Joe Grimm teaches journalism at Michigan State University and was an editor a Detroit Free Press editor for 25 years. His books include "Coney Detroit" and "The Faygo Book," a Michigan Notable Books selection. His classes have published 25 books available on Amazon, most in a series of 100-question cultural competence guides. He’s an adviser for the Great Lakes Books Series at Wayne State University Press and has taught classes in book publishing at Birmingham's Community House.
Aquilino Gonell is a former DC Capitol Police Sergeant who defended Democracy on January 6, 2021, the subject of his bestselling debut book AMERICAN SHIELD: The Immigrant Sergeant Who Defended Democracy. He left the Dominican Republic as a child, moved to NY, joined the US Army to pay for college, served overseas honorably and had a decorated career as a Staff Sergeant. He was awarded the Presidential Citizenship Medal, the Congressional Gold Medal, and the Carnegie Immigrant Award. He’s been featured in The New York Times, Washington Post, NPR, CBS Mornings, NBC News, Fox-TV, MSNBC, Rolling Stone, Telemundo and Univision.

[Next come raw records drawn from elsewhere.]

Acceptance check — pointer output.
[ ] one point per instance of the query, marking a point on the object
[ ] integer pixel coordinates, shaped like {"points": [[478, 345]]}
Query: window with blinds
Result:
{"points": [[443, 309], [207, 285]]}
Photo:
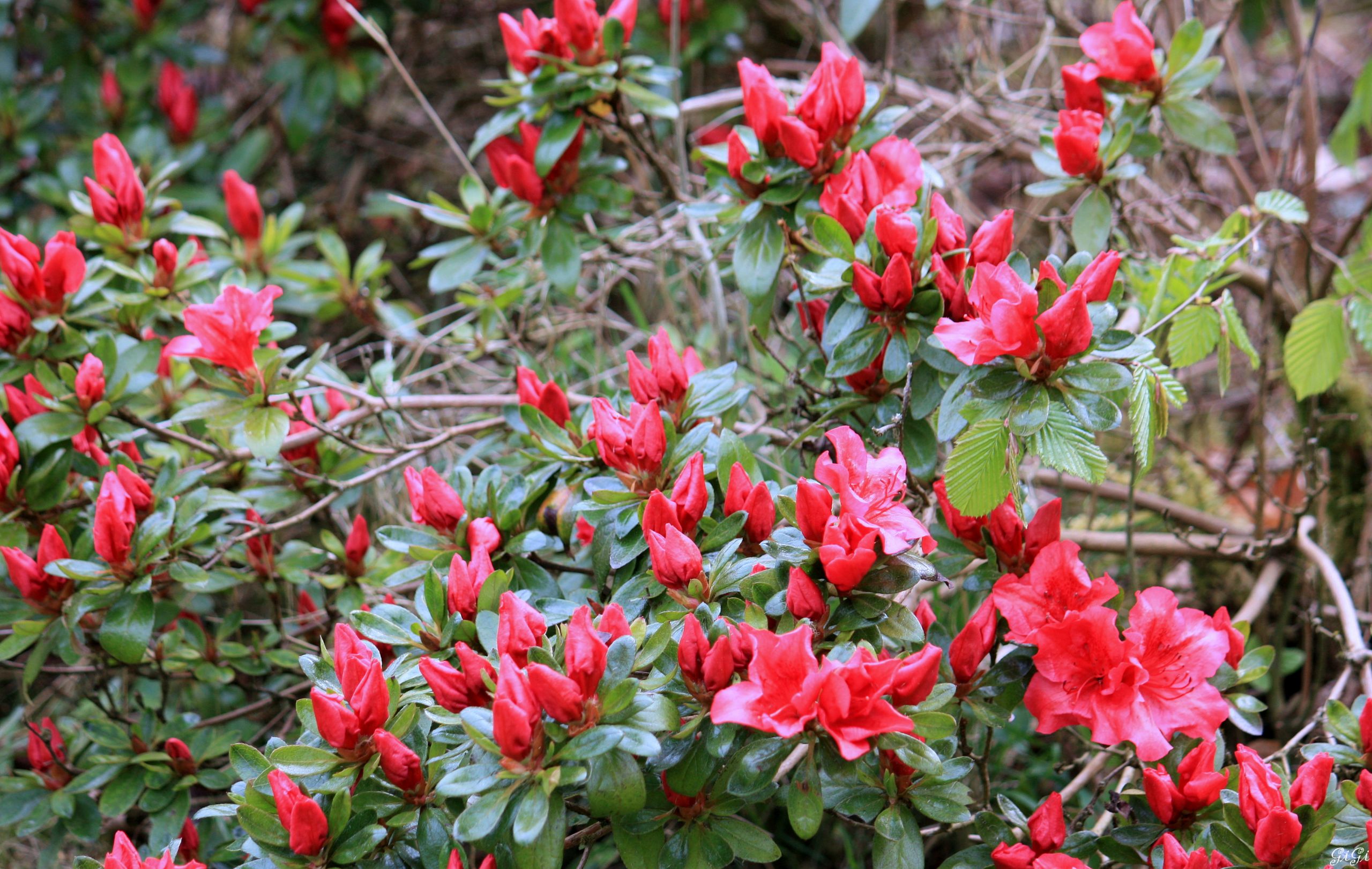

Susan Shapiro grew up in West Bloomfield Michigan. After graduating U of M, she moved to New York where she's an award-winning writing professor who freelances for the NY Times, Washington Post, WSJ, LA Times, NY Magazine, Oprah, Wired & New Yorker online. She's the bestselling author of memoirs her family hates like Five Men Who Broke My Heart and The Forgiveness Tour coauthor of the book American Shield. She uses her writing/publishing guides The Book Bible and Byline Bible to teach her popular "instant gratification takes too long" courses at NYU and in private classes & seminars online. Follow her on Instagram at @Profsue123.
Christina Wyman is a USA Today bestselling writer and teacher living in Michigan. Her middle grade debut Jawbreaker, a Publishers Weekly Best Book, follows a seventh-grader with a craniofacial anomaly that’s caught the attention of school bullies—including her own sister. Her sophomore novel, Slouch, is about a tall girl navigating friends, family, self-esteem, and boundaries. She grew up in a tiny apartment with her family in Brooklyn, New York, where she dreamed of becoming a writer. She’d written for New York Magazine, The Washington Post, Elle, Ms. Magazine and The Independent.